Luego miramos hacia delante y vemos a un taxi dando cobijo a cuatro personas sentadas en el portabultos abierto, asomando ocho piernas y escupiendo ocho ojos. Les saco una foto y miro para otro lado, disimulando, pero cuando vuelvo mi cabeza al frente, me encuentro con un tipo con los ojos ensangrentados y gritando tras un rostro venoso y apretado, a punto de explosionar. El tipo sigue a tope, dándolo todo y anima a uno de sus acompañantes que empieza a hacer gestos con sus dedos simulando tener una pistola que va a disparar. La cosa se está poniendo de un color rojo intenso de mar y le digo a Moses que se mezcle por ahí, que nos confundamos, hasta que perdemos de vista a los muchachos.

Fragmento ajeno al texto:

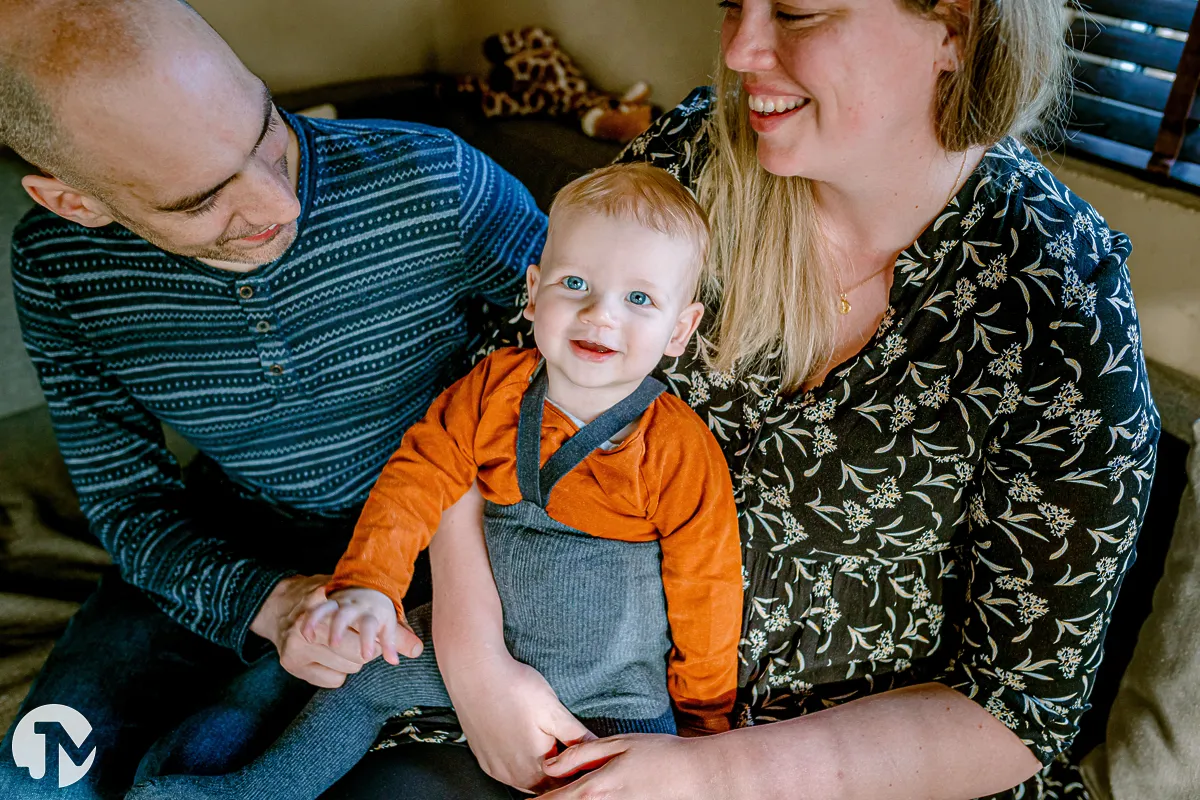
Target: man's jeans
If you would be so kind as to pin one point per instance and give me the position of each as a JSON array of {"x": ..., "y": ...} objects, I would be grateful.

Moses le sigue pisando y aquello rojo es sin duda el autobús rojo del equipo rival que va avanzando a trompicones por la carretera. Moses le pisa más y se pone a la altura del vehículo y saca la bandera a unos rostros circunspectos que agrava aún más un jugador de pelo largo con cara de malas pulgas que nos agita un dedo amenazador.
Pero nadie nos corta el rollo y avanzamos, porque nosotros sólo sabemos avanzar, avanzar y recorrer, mientras la noche se va alargando como un elástico de posibilidades infinitas que me dicen que tal vez hoy. Tenga siete, nueve, once años. Como mucho.